I've just seen it. And though I saw the film in far from ideal conditions--in my office, on a TV with a PAL video very imperfectly translated to NTSC--it blew me away. It's an extraordinary movie.
The Baby of Mâcon boasts all the pageantry and lavish, colour-coded sets and costumes of, for instance, The Cook, the Thief, His Wife, and Her Lover. Here the setting is the cathedral and the playhouse rather than a restaurant. There is much in the way of pomp and circumstance. Greenaway's point, in part, is to show the performativity of religion, and more generally of power, and also the slippage between performance (staged, "unreal") and performativity (the rituals by which the real is constructed). And then, everything is meticulously choreographed by the director himself.
A child is born, by apparent miracle, and extraordinary power and influence is attributed to it. As well as being the object of more or less innocent adoration, the child also draws the desires of those who would use him to further their own cynical ends. His sister claims to be his mother, insisting that his was a virgin birth. His mother is shut away, along with the tramp-like father. Hovering around the scenes is a naive duke and a sceptical bishop's son, the latter soon to be killed by the putative virgin mother, the former to be the self-declared mother's own downfall, effectively sentencing her to death by gang rape.
It was the gang rape that caused so much controversy at the time of the film's release.

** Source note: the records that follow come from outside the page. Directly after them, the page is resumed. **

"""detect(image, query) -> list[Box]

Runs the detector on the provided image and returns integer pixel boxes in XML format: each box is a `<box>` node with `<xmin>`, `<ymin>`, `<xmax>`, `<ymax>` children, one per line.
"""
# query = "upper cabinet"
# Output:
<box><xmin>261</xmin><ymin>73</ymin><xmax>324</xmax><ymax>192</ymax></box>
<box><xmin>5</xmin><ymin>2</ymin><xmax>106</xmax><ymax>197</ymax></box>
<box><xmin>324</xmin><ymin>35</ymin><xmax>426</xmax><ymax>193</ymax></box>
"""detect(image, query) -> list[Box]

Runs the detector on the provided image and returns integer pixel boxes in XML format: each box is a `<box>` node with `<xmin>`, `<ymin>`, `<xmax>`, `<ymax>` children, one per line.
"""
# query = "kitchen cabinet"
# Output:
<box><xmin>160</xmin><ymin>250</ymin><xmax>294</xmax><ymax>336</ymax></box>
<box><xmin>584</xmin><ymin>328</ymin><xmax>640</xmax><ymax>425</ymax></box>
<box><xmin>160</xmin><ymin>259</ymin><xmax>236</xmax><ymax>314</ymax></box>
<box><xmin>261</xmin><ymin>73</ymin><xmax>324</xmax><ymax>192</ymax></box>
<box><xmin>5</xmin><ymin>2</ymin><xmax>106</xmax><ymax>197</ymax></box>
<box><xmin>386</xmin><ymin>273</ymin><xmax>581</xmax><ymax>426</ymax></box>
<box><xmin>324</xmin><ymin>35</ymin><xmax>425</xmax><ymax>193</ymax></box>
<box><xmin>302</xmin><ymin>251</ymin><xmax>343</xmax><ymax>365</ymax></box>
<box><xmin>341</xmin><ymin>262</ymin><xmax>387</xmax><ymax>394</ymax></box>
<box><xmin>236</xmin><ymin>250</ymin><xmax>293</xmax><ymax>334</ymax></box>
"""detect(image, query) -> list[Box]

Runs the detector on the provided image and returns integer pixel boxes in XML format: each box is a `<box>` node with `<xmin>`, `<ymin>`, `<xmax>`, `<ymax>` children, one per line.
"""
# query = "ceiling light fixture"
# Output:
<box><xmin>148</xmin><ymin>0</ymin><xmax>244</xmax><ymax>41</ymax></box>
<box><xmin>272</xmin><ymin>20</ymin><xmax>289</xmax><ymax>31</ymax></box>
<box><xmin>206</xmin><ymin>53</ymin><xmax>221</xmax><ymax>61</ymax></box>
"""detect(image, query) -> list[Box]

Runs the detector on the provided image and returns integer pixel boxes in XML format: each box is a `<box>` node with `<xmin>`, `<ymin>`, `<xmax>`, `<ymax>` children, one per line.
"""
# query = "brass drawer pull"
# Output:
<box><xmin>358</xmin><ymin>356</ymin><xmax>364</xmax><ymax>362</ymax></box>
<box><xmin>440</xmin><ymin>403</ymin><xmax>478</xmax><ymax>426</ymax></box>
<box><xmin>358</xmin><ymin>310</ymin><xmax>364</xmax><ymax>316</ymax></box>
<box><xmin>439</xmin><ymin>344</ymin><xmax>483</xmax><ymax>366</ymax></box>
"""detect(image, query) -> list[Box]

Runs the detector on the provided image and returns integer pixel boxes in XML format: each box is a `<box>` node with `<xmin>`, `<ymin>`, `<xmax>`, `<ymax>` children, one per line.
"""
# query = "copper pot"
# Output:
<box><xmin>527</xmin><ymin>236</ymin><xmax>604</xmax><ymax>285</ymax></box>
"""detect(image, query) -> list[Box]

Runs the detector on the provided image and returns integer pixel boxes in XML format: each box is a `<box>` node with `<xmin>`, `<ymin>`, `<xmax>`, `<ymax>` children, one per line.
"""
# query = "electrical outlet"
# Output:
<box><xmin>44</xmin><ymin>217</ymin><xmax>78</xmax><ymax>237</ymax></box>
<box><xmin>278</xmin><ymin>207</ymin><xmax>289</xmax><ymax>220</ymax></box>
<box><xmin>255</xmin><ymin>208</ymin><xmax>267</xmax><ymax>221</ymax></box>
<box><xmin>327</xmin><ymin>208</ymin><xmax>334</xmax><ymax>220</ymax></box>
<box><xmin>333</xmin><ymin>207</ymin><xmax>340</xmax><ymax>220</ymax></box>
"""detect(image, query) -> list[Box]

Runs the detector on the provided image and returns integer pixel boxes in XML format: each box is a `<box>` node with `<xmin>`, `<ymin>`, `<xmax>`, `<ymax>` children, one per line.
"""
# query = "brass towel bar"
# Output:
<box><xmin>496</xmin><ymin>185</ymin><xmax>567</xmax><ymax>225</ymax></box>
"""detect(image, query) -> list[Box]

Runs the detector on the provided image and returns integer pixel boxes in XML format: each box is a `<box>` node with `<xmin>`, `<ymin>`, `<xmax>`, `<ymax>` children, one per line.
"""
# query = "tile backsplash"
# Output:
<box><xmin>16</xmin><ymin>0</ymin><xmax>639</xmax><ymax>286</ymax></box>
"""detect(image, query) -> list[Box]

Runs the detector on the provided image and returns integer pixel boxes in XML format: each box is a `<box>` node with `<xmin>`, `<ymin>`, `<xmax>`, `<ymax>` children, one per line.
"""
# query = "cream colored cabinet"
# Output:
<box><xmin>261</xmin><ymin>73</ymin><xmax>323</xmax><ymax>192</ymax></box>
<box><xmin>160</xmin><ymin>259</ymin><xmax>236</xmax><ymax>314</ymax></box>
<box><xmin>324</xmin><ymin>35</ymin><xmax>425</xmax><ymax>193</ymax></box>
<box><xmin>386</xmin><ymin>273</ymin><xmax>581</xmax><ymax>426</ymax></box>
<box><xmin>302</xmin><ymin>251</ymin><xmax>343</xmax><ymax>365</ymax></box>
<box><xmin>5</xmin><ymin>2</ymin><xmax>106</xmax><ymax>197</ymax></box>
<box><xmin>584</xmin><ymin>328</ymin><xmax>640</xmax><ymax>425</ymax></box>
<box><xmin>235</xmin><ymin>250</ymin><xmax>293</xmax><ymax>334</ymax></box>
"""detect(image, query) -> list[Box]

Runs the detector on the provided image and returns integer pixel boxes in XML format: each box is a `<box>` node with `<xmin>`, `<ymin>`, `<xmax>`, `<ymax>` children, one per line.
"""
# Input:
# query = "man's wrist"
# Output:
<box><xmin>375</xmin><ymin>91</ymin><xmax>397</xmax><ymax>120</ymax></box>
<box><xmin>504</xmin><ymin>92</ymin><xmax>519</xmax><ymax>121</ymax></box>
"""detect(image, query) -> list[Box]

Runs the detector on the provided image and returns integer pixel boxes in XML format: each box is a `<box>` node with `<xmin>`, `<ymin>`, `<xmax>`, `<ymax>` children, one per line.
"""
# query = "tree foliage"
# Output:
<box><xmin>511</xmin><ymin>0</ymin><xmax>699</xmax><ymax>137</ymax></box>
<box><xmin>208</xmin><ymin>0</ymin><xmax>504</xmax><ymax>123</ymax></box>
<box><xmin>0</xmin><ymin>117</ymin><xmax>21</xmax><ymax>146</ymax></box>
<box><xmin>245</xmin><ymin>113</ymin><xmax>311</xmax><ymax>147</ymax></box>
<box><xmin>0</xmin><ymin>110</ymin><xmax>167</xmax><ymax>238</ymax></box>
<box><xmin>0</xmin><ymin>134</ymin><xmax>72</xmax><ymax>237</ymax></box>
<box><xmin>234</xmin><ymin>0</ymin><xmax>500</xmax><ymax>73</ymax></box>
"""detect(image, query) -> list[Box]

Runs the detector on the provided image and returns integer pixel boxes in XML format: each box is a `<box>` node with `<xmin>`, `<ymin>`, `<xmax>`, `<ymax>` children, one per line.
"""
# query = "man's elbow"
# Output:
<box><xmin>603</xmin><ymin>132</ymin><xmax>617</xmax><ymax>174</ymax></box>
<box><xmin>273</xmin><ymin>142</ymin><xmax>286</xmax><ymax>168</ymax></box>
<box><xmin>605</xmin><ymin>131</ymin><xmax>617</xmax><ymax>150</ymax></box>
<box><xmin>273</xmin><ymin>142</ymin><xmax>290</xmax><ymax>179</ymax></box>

But there's nothing voyeuristic about its portrayal, and what's shocking about the scene is what in fact should be shocking: the callousness and the dehumanization in the very idea of thoughtlessly proposing this as "punishment." There is much more that's equally un-nerving here: not least the (literal) carving up of the child immediately after its death, but also (perhaps more insidiously) the fact that even when alive its pronouncements were always only ventriloquized from off-stage. The child himself, so much the centre of attention, is given no lines to speak for himself. He is both fetish and subaltern.
But no description will really do this film justice. It is visually sumptuous, narratively provocative, and overall profoundly disturbing. Go see it if and when you have the chance.